Well, I mean, the story I tell, which is ninety percent true, is that I've put a pin in the careers book and it it came up fashion but in actual fact we've been opening the pages and … You know, that book had been opened quite a few times.
Presenter asks
Do you think Mrs Thatcher had a large influence on fashion?
Uh no, not at all. I do think, though, for a women politician, she's actually quite well dressed now at last. … Well, I think that formality in clothing is power.
Presenter asks
You met Mrs Thatcher once, didn't you? You went to Downing Street, which was quite an occasion.
Well, I didn't actually want to go. … I didn't approve of the Falklands War at all. I thought it was a completely unnecessary piece of obscenity … and I just thought all those lives lost, but there was a perfect media opportunity. And so I did the T-shirt and slid it under about five other layers. Went this T-shirt with 58% don't want Pershing written on it … And so anyway I went along. And she's very charming. … I actually liked her as I was shaking her hand, and I was feeling almost sorry for her about what was about to happen, that she was going to be photographed with me wearing this T shirt, which made her look an idiot. … I shook her hand and she smiled and said, Oh, at last, a true original And I thought, If only you knew and then I flushed the jacket at all the press photographers and they went crazy … It was the most used photograph of UPI that year, apparently.
Presenter asks
Are you bringing your boys up in that very orthodox fashion in which you were brought up?

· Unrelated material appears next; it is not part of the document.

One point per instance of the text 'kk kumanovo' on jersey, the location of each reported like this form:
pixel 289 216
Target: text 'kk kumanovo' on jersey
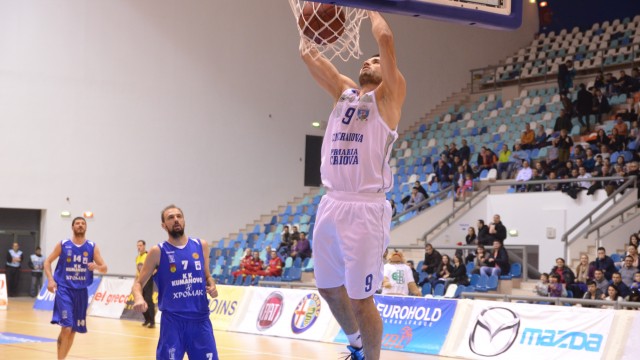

Well, no, not in the orthodox fashion, but I'm afraid they are having a private education. I sent Sam to State school when he was seven and a half. He couldn't read. I was absolutely horrified. … I'd had him tested by an educational psychologist … he came up very high in everything except concentration. … I hooked him out of school, had private tutors for him per term, which didn't work … and then started hunting around to find a school that could get him to catch up … Now he's fine, but I mean it's been the most incredible slog. … I do think that children are born with the possibility of being good at everything. You just have to stimulate them and excite them. You know, you just have to turn them on.
“I think when you have kids you do care. I mean you can't help it because you see them to be so under threat from everything.”
“You are what you wear, really. You are what you have.”
“I think that formality in clothing is power.”
“I didn't approve of the Falklands War at all. I thought it was a completely unnecessary piece of obscenity.”
“I always think of a collection that goes down well. I think, oh, thank God we can eat.”